Incident documentation/2018-04-10 Deleting a page on enwiki
An alter table running on the archive table on the English Wikipedia master database server caused deletion of pages to fail for en.wikipedia.org for ~40 minutes.
It was originally reported at: task T191875 According to logtash 85 errors happened during that time
Timeline (IN UTC)
- 5:20 an ALTER table on enwiki master (db1052) on the externallinks table was started
- 8:20 an ALTER table on enwiki master (db1052) on the archive table was started
- 8:30 Some errors pop in the error log: https://logstash.wikimedia.org/goto/becc429ddb975af71624b66402c3f6bb
Example of a failure:
Read timeout is reached (10.64.16.77) INSERT INTO archive (ar_namespace,ar_title,ar_timestamp,ar_minor_edit,ar_rev_id,ar_parent_id,ar_text_id,ar_text,ar_flags,ar_len,ar_page_id,ar_deleted,ar_sha1,ar_comment,ar_comment_id,ar_user,ar_user_text,ar_content_model,ar_content_format) VALUES ('14','Articles_needing_sections_from_August_2015','xx','0','xx','0','xx',,,'xx','xx','0','xx','Creating monthly dated maintenance category for current month','xx','xx','xx',NULL,NULL)

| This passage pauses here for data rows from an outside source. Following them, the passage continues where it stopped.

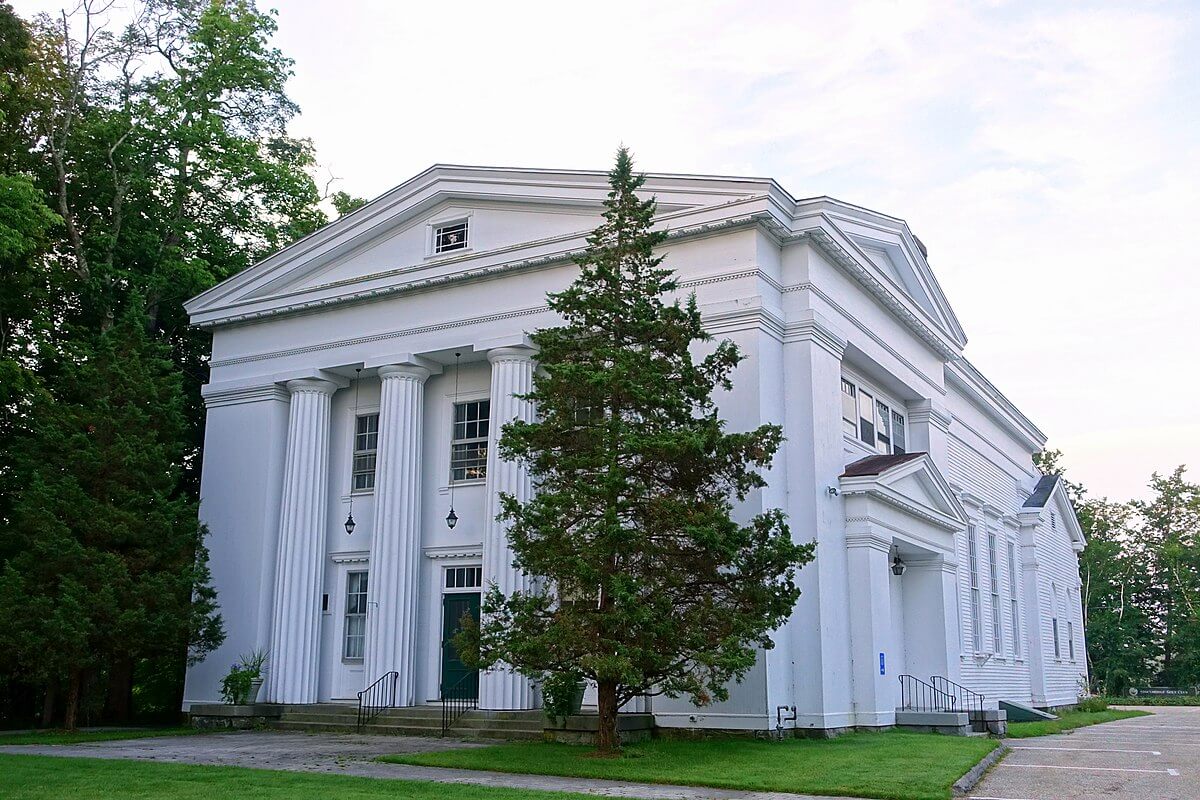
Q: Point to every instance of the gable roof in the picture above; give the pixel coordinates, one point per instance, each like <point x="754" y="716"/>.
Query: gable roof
<point x="1042" y="492"/>
<point x="909" y="481"/>
<point x="291" y="280"/>
<point x="879" y="464"/>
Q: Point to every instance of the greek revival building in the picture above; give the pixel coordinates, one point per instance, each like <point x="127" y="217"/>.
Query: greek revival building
<point x="365" y="372"/>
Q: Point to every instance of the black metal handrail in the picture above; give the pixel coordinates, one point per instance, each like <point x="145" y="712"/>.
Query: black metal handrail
<point x="918" y="696"/>
<point x="970" y="701"/>
<point x="377" y="697"/>
<point x="461" y="697"/>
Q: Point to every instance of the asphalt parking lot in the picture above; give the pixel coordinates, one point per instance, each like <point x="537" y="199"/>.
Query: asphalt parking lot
<point x="1144" y="758"/>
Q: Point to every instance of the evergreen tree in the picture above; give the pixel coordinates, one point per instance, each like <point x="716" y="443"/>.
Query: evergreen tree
<point x="646" y="584"/>
<point x="108" y="565"/>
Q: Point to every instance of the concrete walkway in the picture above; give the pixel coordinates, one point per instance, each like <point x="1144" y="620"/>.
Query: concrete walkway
<point x="1144" y="758"/>
<point x="348" y="755"/>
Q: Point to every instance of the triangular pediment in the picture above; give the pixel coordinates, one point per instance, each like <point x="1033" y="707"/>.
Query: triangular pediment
<point x="911" y="482"/>
<point x="514" y="216"/>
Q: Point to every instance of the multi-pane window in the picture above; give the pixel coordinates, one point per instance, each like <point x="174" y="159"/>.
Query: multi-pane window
<point x="1012" y="600"/>
<point x="465" y="577"/>
<point x="870" y="420"/>
<point x="450" y="236"/>
<point x="366" y="443"/>
<point x="355" y="629"/>
<point x="468" y="445"/>
<point x="1054" y="620"/>
<point x="976" y="602"/>
<point x="997" y="643"/>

- 9:19: Alter table finished and errors are gone
- 9:22 it is confirmed that everything works again at: task T191875#4119589
A total of 85 errors happened between 08:20 and 09:19
The following ALTER table caused issues on db1052 (enwiki master) when deleting (and probably when moving) a page but not on the other 6 masters it was executed before: SET SESSION innodb_lock_wait_timeout=1; SET SESSION lock_wait_timeout=30; ALTER TABLE archive MODIFY COLUMN ar_text mediumblob NULL, MODIFY COLUMN ar_flags tinyblob NULL;
There were a total of 85 errors during the time of the incident.
It was also noticed that the master had ongoing queries (task T191875#4119715) for the archive table, that might have also contributed to this issue. Whether it is the cause or the consequence is still unknown.
As described at: task T191875#4119820 this ALTER is fully online (and has not caused issues anywhere else)
We are still investigating why this has been caused, but so far everything looks like a race condition.
The following task has also been created to try to check if the new queries may be creating additional contention (although it is not yet clear this is the root/only cause of the incident)
- Reduce locking contention on deletion of pages (phab:T191892)